Unit of Oncology 1, Department of Medical and Oncological Area, Pisa University Hospital, 56126 Pisa, Italy.
Division of Pathology, Department of Translational Research and New Technologies in Medicine and Surgery, University of Pisa, 56126 Pisa, Italy.
Int J Mol Sci. 2022 Jan 31;23(3):1665. doi: 10.3390/ijms23031665.
Triple-negative breast cancer (TNBC) is associated with high recurrence rates, high incidence of distant metastases, and poor overall survival (OS). Taxane and anthracycline-containing chemotherapy (CT) is currently the main systemic treatment option for TNBC, while platinum-based chemotherapy showed promising results in the neoadjuvant and metastatic settings. An early arising of intrinsic or acquired CT resistance is common and represents the main hurdle for successful TNBC treatment. Numerous mechanisms were uncovered that can lead to the development of chemoresistance.
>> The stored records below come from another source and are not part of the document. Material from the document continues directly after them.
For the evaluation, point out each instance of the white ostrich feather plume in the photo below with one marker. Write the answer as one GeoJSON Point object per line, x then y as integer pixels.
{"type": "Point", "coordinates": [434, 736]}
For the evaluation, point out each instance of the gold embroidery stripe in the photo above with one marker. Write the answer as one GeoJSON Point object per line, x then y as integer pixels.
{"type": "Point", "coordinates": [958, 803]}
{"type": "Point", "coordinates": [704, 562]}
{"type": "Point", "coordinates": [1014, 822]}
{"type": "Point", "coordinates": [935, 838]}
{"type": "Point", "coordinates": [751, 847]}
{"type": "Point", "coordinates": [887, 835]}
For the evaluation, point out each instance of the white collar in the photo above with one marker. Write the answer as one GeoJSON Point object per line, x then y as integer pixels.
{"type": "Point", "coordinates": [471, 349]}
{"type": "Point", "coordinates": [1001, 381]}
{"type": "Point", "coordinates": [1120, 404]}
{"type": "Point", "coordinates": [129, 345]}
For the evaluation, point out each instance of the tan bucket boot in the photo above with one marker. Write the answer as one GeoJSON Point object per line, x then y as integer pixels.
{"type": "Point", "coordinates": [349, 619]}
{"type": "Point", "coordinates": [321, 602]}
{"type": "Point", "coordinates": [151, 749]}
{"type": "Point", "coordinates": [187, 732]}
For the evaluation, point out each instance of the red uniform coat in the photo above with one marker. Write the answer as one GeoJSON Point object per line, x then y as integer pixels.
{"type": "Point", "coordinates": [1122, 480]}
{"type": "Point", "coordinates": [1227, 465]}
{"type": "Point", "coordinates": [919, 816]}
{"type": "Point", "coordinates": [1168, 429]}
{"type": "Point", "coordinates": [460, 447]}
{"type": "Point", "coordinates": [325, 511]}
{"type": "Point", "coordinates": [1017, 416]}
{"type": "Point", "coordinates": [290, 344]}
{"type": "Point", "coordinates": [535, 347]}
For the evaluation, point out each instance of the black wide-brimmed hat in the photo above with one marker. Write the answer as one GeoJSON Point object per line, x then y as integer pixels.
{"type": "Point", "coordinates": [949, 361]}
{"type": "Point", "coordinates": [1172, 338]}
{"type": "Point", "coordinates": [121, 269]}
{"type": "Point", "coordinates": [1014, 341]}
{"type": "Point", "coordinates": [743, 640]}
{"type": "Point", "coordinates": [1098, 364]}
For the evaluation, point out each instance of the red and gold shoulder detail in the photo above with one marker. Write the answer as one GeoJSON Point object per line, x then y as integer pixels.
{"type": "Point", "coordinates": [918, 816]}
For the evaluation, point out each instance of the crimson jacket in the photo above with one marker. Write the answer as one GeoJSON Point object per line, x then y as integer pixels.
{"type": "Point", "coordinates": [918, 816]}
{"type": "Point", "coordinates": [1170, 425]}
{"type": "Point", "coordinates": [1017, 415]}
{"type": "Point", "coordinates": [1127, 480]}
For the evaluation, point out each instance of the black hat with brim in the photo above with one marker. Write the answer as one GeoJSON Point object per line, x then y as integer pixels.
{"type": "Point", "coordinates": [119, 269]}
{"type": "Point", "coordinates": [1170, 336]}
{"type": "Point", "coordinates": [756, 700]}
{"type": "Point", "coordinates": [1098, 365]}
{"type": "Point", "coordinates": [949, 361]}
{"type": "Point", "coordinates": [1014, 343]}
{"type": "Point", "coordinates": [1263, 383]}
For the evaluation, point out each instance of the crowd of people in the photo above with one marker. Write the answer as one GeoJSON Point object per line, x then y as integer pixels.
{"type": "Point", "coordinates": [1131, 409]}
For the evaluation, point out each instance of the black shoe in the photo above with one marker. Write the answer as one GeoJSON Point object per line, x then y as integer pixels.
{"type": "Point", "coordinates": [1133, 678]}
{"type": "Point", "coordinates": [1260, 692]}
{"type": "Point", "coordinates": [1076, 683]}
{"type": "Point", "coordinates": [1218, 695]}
These include cancer stem cells (CSCs) induction after neoadjuvant chemotherapy (NACT), ATP-binding cassette (ABC) transporters, hypoxia and avoidance of apoptosis, single factors such as tyrosine kinase receptors (EGFR, IGFR1), a disintegrin and metalloproteinase 10 (ADAM10), and a few pathological molecular pathways. Some biomarkers capable of predicting resistance to specific chemotherapeutic agents were identified and are expected to be validated in future studies for a more accurate selection of drugs to be employed and for a more tailored approach, both in neoadjuvant and advanced settings. Recently, based on specific biomarkers, some therapies were tailored to TNBC subsets and became available in clinical practice: olaparib and talazoparib for germline mutation carriers larotrectinib and entrectinib for neurotrophic tropomyosin receptor kinase () gene fusion carriers, and anti-trophoblast cell surface antigen 2 (Trop2) antibody drug conjugate therapy for heavily pretreated metastatic TNBC (mTNBC). Further therapies targeting some pathologic molecular pathways, apoptosis, miRNAS, epidermal growth factor receptor (EGFR), insulin growth factor 1 receptor (IGF-1R), and androgen receptor (AR) are under investigation. Among them, phosphatidylinositol 3 kinase (PI3K)/protein kinase B (Akt)/mammalian target of rapamycin (mTOR) and EGFR inhibitors as well as antiandrogens showed promising results and are under evaluation in Phase II/III clinical trials. Emerging therapies allow to select specific antiblastics that alone or by integrating the conventional therapeutic approach may overcome/hinder chemoresistance.
三阴性乳腺癌(TNBC)与高复发率、远处转移发生率高和总体生存率(OS)差有关。紫杉烷和蒽环类药物化疗(CT)是目前 TNBC 的主要全身治疗选择,而铂类化疗在新辅助和转移性环境中显示出有希望的结果。内在或获得性 CT 耐药的早期出现是常见的,是成功治疗 TNBC 的主要障碍。已经发现了许多导致化疗耐药的机制。这些包括新辅助化疗(NACT)后癌症干细胞(CSC)的诱导、ATP 结合盒(ABC)转运蛋白、缺氧和避免细胞凋亡、单一因素如酪氨酸激酶受体(EGFR、IGFR1)、解整合素和金属蛋白酶 10(ADAM10),以及一些病理分子途径。一些能够预测对特定化疗药物耐药的生物标志物已被确定,并有望在未来的研究中得到验证,以便更准确地选择要使用的药物,并在新辅助和晚期环境中采用更具针对性的方法。最近,根据特定的生物标志物,一些疗法针对 TNBC 亚组进行了调整,并在临床实践中得到应用:奥拉帕利和他拉唑帕利用于胚系突变携带者;拉罗替尼和恩曲替尼用于神经营养性原肌球蛋白受体激酶(TRK)基因融合携带者;抗滋养细胞表面抗原 2(Trop2)抗体药物偶联物用于预处理后转移性三阴性乳腺癌(mTNBC)。针对一些病理分子途径、细胞凋亡、miRNAS、表皮生长因子受体(EGFR)、胰岛素生长因子 1 受体(IGF-1R)和雄激素受体(AR)的进一步治疗正在研究中。其中,磷脂酰肌醇 3 激酶(PI3K)/蛋白激酶 B(Akt)/哺乳动物雷帕霉素靶蛋白(mTOR)和 EGFR 抑制剂以及抗雄激素已显示出有希望的结果,并正在 II/III 期临床试验中进行评估。新兴的治疗方法允许选择特定的抗白血病药物,这些药物单独或通过整合常规治疗方法,可能克服/阻碍化疗耐药性。